Call of the Wild.  I bought a house in June. It’s in a cookie-cutter suburban neighborhood where everyone has the same (non-existent) landscaping, and because we’re on the Plains, the wind wreaks havoc on everything. Trees and fences get blown over, there’s no topsoil and the grass is always crunchy no matter how much you water it.

It was a blank, sloping slate waiting for a hopeful fool like me to fill it with life. I’ve installed a shade garden near the house. Planted arbor vitae to provide privacy and act as a wind break. Started a compost bin to hopefully produce rich soil I can use to amend the clay and dust I was handed.

Wilson Farm mapAs I was hand-drawing the different plans for different sections of the yard, I realized the last time I had done that was when I drew out the Wilsons’ property in SHELF LIFE so I could make sure all my directional references were consistent. Same with the yard – I need a plan to follow or nothing will ever get done or if it does, it will be haphazard and probably look like crap. Or worse yet, I’ll have to dig up everything and do it again.

See the metaphor yet?

Reality.  Working on the yard reminded me of why I wrote SHELF LIFE, which, I’ll be honest, is something I’ve struggled with. Other characters call to me much more, but the “world” of Shelf Life is something that’s always with me because it’s too close to reality, perhaps. The good parts, at least. Being self-reliant and off the grid is something I’ve always been pulled toward, even as I scroll through Amazon on my phone looking for a doorbell with wifi camera capabilities.

Besides the current gardening kick, I’ve also been on a related one of going “zero waste” – producing as little garbage and waste as possible. The compost bin helps tremendously, as does recycling, upcycling, reusing, mending and repairing. Too bad there isn’t a writing metaphor in there, as well! NEED is the closest I’ve ever been to writing a book straight through with no major revisions or edits. I hardly even planned it, it just spilled out. WANT was planned, plotted, researched and over-analyzed at every turn. Lots of waste that went into the trash bin. SHRAPNEL falls somewhere in the middle, but Shelf Life’s sequel … well, it’s the leftovers that got shoved to the back of the fridge and forgotten, and now I’m avoiding it because it’s probably moldy.

Crossroads.  This feels like a crossroads. It’s half written but I just can’t iron out where it’s going. It’s very different from Shelf Life. I love a couple of the characters, and material is practically being handed to me.

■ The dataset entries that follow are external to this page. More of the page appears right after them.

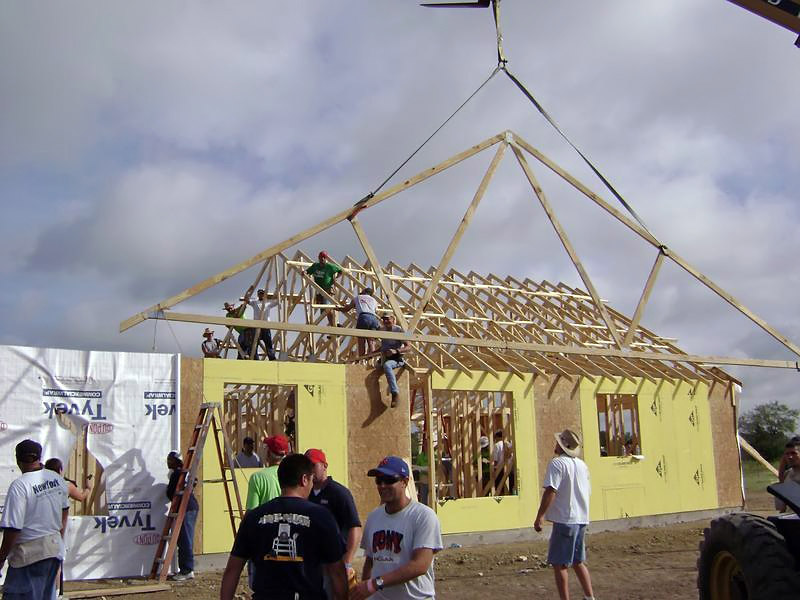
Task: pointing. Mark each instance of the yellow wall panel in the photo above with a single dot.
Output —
(321, 418)
(512, 512)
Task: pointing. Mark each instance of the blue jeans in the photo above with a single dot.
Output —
(566, 545)
(186, 541)
(34, 582)
(389, 365)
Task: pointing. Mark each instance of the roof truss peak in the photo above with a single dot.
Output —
(473, 321)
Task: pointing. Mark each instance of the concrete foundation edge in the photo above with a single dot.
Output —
(528, 534)
(216, 562)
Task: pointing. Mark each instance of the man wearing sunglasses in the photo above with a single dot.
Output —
(400, 538)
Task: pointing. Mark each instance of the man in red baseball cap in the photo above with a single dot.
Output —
(264, 485)
(325, 272)
(338, 499)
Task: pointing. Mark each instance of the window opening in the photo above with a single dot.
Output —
(618, 424)
(474, 446)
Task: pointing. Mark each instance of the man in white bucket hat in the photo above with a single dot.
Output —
(565, 503)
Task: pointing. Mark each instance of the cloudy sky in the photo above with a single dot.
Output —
(145, 146)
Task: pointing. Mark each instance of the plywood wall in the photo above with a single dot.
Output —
(191, 399)
(557, 407)
(374, 429)
(723, 431)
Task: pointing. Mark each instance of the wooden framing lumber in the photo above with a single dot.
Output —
(647, 236)
(567, 245)
(474, 322)
(755, 454)
(648, 288)
(304, 235)
(462, 227)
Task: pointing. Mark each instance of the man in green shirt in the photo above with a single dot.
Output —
(264, 485)
(324, 272)
(237, 312)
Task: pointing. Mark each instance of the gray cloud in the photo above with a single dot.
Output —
(184, 139)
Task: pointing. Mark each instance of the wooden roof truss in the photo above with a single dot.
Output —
(472, 321)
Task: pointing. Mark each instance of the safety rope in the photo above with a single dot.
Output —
(430, 137)
(555, 126)
(502, 65)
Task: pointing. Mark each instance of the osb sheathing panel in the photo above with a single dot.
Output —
(374, 429)
(726, 450)
(191, 399)
(556, 402)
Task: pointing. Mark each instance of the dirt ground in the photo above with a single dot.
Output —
(639, 564)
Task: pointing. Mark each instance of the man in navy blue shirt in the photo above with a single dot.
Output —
(290, 541)
(337, 499)
(186, 534)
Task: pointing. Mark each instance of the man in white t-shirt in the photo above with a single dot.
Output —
(366, 317)
(33, 523)
(400, 538)
(565, 503)
(261, 309)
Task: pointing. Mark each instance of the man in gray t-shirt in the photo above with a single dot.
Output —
(398, 534)
(392, 355)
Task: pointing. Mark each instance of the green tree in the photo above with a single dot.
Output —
(767, 427)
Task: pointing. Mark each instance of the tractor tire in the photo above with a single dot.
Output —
(743, 557)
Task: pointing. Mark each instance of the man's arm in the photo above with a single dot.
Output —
(353, 540)
(338, 577)
(548, 497)
(421, 559)
(349, 306)
(230, 578)
(9, 539)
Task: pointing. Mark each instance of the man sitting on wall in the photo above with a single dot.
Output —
(290, 541)
(392, 356)
(33, 523)
(337, 499)
(247, 458)
(565, 503)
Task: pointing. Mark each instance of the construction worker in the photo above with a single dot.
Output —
(186, 534)
(264, 485)
(392, 352)
(366, 317)
(247, 457)
(290, 542)
(565, 503)
(337, 499)
(400, 538)
(325, 272)
(33, 523)
(237, 312)
(261, 308)
(211, 345)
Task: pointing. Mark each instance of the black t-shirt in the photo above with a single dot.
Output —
(173, 484)
(288, 539)
(338, 499)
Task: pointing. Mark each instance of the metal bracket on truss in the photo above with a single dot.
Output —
(501, 58)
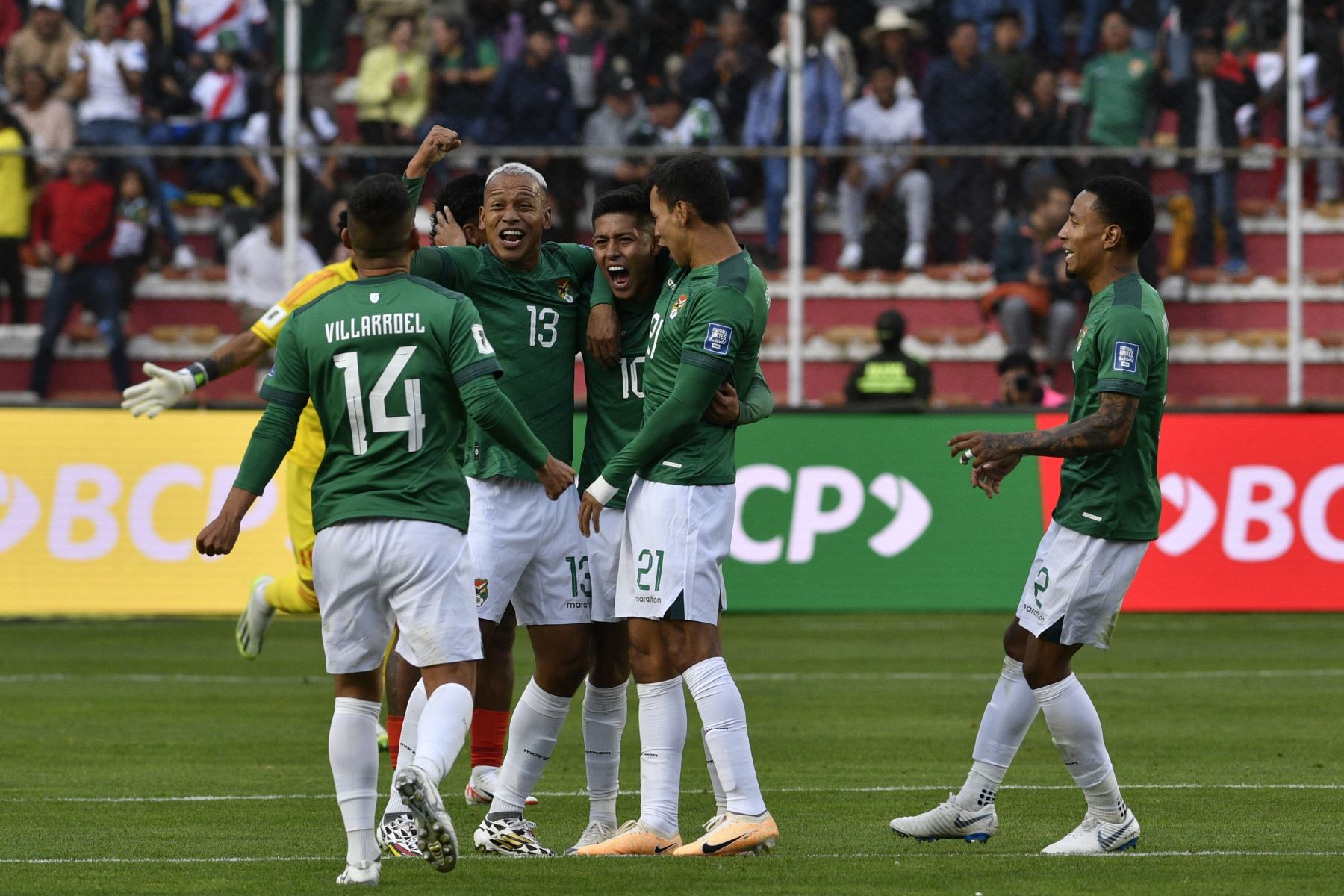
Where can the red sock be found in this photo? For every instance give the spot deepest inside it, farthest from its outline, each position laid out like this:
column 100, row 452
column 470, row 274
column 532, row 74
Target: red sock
column 394, row 738
column 490, row 727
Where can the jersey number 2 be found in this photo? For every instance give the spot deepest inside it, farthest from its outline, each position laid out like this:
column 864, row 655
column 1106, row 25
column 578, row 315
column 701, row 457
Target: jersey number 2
column 413, row 423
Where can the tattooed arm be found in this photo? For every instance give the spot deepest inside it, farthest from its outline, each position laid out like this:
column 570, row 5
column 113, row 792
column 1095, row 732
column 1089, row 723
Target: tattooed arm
column 1105, row 430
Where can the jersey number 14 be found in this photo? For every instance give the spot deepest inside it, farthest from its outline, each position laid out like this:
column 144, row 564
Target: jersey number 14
column 413, row 423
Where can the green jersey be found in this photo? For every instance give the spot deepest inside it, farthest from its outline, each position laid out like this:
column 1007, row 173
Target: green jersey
column 383, row 361
column 616, row 396
column 1121, row 348
column 532, row 319
column 712, row 317
column 1117, row 87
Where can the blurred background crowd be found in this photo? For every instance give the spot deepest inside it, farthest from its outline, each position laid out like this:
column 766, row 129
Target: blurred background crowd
column 647, row 75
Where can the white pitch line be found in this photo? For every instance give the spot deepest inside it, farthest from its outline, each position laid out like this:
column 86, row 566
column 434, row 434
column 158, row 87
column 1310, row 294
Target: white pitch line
column 959, row 855
column 750, row 676
column 562, row 794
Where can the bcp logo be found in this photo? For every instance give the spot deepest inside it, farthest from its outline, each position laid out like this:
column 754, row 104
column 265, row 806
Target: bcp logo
column 1257, row 514
column 809, row 517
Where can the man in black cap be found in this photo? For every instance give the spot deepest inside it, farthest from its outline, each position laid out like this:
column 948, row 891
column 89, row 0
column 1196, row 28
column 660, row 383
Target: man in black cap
column 890, row 379
column 615, row 124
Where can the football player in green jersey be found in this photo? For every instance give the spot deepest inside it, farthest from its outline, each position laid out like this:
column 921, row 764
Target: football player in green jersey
column 631, row 267
column 524, row 550
column 396, row 367
column 1107, row 514
column 680, row 470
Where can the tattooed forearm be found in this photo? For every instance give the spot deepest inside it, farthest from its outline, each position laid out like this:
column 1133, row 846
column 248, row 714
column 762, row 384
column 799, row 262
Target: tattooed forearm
column 1105, row 430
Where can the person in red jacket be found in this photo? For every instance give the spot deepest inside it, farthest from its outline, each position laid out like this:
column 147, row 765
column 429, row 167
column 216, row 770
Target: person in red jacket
column 72, row 233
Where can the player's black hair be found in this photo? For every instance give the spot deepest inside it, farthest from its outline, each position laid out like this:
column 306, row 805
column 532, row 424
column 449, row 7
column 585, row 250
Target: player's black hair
column 1125, row 203
column 381, row 217
column 1042, row 187
column 626, row 200
column 1018, row 361
column 464, row 196
column 697, row 180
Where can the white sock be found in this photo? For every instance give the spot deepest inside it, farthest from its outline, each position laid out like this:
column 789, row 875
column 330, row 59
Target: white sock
column 443, row 729
column 604, row 721
column 406, row 754
column 1006, row 723
column 1075, row 729
column 725, row 719
column 721, row 800
column 532, row 732
column 352, row 750
column 662, row 742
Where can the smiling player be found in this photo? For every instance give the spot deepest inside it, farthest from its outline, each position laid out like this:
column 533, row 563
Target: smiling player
column 1109, row 503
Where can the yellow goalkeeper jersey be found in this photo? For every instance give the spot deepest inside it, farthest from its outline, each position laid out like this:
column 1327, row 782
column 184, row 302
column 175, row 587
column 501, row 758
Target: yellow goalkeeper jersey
column 309, row 444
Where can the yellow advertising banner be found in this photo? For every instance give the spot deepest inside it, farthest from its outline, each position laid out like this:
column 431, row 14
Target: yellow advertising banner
column 100, row 514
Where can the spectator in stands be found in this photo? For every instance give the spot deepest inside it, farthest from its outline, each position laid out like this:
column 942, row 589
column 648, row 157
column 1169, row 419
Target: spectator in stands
column 615, row 124
column 964, row 104
column 222, row 96
column 1119, row 96
column 833, row 43
column 393, row 94
column 49, row 120
column 18, row 178
column 72, row 233
column 257, row 264
column 889, row 116
column 768, row 125
column 585, row 52
column 1033, row 292
column 1021, row 385
column 107, row 77
column 264, row 131
column 1207, row 105
column 1016, row 65
column 381, row 18
column 890, row 379
column 532, row 105
column 201, row 23
column 894, row 42
column 132, row 235
column 45, row 42
column 463, row 66
column 724, row 67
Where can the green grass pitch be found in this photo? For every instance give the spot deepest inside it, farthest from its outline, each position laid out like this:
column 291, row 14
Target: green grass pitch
column 1225, row 731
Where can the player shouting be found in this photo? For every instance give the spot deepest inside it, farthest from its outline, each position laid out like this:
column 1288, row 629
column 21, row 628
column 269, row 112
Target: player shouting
column 394, row 367
column 1108, row 509
column 680, row 472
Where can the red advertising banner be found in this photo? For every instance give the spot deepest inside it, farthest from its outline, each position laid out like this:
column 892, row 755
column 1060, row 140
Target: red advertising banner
column 1253, row 514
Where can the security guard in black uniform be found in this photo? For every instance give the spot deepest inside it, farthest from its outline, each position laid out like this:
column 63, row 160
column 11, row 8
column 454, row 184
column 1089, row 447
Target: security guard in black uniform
column 890, row 378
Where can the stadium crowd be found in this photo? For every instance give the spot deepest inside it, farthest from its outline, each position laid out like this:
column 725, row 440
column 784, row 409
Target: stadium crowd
column 652, row 75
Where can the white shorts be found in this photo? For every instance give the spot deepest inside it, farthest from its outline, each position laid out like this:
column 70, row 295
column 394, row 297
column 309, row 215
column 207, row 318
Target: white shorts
column 604, row 561
column 1077, row 585
column 529, row 551
column 371, row 574
column 676, row 538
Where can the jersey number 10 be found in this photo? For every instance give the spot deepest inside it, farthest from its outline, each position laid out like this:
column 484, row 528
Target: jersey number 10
column 413, row 423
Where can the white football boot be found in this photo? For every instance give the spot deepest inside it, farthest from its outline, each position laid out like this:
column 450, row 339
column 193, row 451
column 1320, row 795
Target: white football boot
column 250, row 632
column 1095, row 837
column 366, row 874
column 949, row 821
column 396, row 836
column 512, row 837
column 436, row 837
column 593, row 835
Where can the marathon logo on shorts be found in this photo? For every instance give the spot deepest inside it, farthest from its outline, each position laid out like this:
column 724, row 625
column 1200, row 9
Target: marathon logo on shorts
column 1127, row 358
column 718, row 337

Here’s a little secret – the county it’s set in is real. The city this sequel is set in is real and it’s been in the news a lot lately, and not for good reasons. I mean, the universe is practically giving me the story! And yet …

There’s more to it and it’s two-fold. First, a lot of life has happened since I began writing the sequel and that life ties in to the setting and many of the characters in the book. Yes, all books contain a bit of the author, but this could easily fall over into “she took it too far” territory.

Second, today’s political climate is EXHAUSTING. It also ties into the sequel in a way that I’m not sure I can handle right now. We all need an escape from reality and I’m afraid my writing right now would be so skewed and slanted that it would detract from the story. Who wants to read a novel of straight-up author intrusion? Not me, unless that’s what I signed up for.

So for now, I’m still drawing it all out on paper, thinking, listening to the playlist, and tending the garden in my yard and the one in my head. I know what my characters need to do and where they need to go, I’m just not sure I can go with them quite yet. Like poor Louis, I’d rather stick my head in the sand for a bit longer.

But we can’t stay out on the porch for much longer.